Fluorescence recovery after photobleaching of GFP-Sec16A (1019-1890). HeLa cells were transfected with GFP-Sec16A (1019-1890) and FRAP was performed on single ERES (A-J) and high-expressing cells (non-ERES) (K-N). Single ERES were found to fall into three populations: one showing recovery (A-D), a second recovering at a slow linear rate (E-G), and a third population showing no recovery (H-J). (A,E,H) Recovery curves of single ERES; insets show data fitted to a single exponential. (B,F,I) Average recovery curves; insets show data fitted to a single exponential. (C,G,J) For each single ERES, images were taken before the bleach (t=0 seconds), immediately after the bleach (t=3 seconds) and at the end of the time course (t=25.7 seconds).

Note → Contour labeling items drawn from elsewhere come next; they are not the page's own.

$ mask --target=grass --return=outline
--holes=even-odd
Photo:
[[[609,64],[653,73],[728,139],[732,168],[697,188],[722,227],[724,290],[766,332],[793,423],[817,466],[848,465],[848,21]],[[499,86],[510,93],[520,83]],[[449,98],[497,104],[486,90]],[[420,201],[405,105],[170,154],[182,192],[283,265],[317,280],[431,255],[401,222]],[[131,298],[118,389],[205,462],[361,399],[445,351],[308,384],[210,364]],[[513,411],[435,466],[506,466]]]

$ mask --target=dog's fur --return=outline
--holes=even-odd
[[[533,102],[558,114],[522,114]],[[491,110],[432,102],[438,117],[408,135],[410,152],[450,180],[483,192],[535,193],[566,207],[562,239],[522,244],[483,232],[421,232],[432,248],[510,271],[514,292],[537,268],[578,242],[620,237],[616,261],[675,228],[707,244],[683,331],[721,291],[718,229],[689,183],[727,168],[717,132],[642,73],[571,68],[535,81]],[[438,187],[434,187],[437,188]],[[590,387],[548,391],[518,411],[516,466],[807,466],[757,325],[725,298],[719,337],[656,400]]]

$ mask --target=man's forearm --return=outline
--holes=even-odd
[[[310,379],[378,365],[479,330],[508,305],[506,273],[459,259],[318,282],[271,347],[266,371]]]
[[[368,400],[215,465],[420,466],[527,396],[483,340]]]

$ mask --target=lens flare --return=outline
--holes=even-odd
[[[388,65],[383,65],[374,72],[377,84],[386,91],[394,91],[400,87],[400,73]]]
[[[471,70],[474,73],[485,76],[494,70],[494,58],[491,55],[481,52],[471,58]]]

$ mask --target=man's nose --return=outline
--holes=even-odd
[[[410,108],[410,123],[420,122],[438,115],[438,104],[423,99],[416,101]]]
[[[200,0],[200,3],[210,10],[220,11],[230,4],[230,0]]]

Scale bar: 10 μm. (D) Half-life of GFP-Sec16A (1019-1890). Each point represents the half-life of a single ERES, the bar represents the mean. (K-M) Photobleaching of cells highly expressing GFP-Sec16A (1019-1890). The recovery curve of a single ROI and the resulting curve fit (inset) is shown in K. Images acquired before, immediately after the bleach and at the end of the time course are shown in M. Scale bar: 10 μm. In L, the average recovery curve of 23 experiments as well as the curve fit (inset) is displayed. (N) Half-life of GFP-Sec16A (1019-1890) in high-expressing cells. Each point represents the half-life of a single ROI, the bar represents the mean. F, fluorescence intensity; F(av), the mean. Error bars show s.d. See also Table 1.

Fig. 7.

Interaction of Sec16A CCD and Sec13. (A) Triplicate spots of yeast co-transformed with pGADT7-T (left) or pGADT7-Sec16A CCD (right) and COPII subunits as indicated were plated onto quadruple dropout medium and assayed for growth after 4 days. A positive interaction is seen only between large T antigen (pGADT7-T) and p53 (positive control) and between Sec16A CCD and Sec13. All colonies grow on double dropout medium (not shown).

Fig. 8.

Schematic of an ERES. At steady state, Sec16 localises to tER (green), Sec23-Sec24 (and also Sec13-Sec31) predominantly localise to post-ER structures (red), and ERGIC-53 to the pre-VTC and ERGIC (blue). These data demonstrate steady-state localisations; functionally considerable overlap will occur (i.e. Sec16 can bind directly to Sec23-Sec24, and Sec23-Sec24 mediates the export of cargo from the ER including ERGIC-53).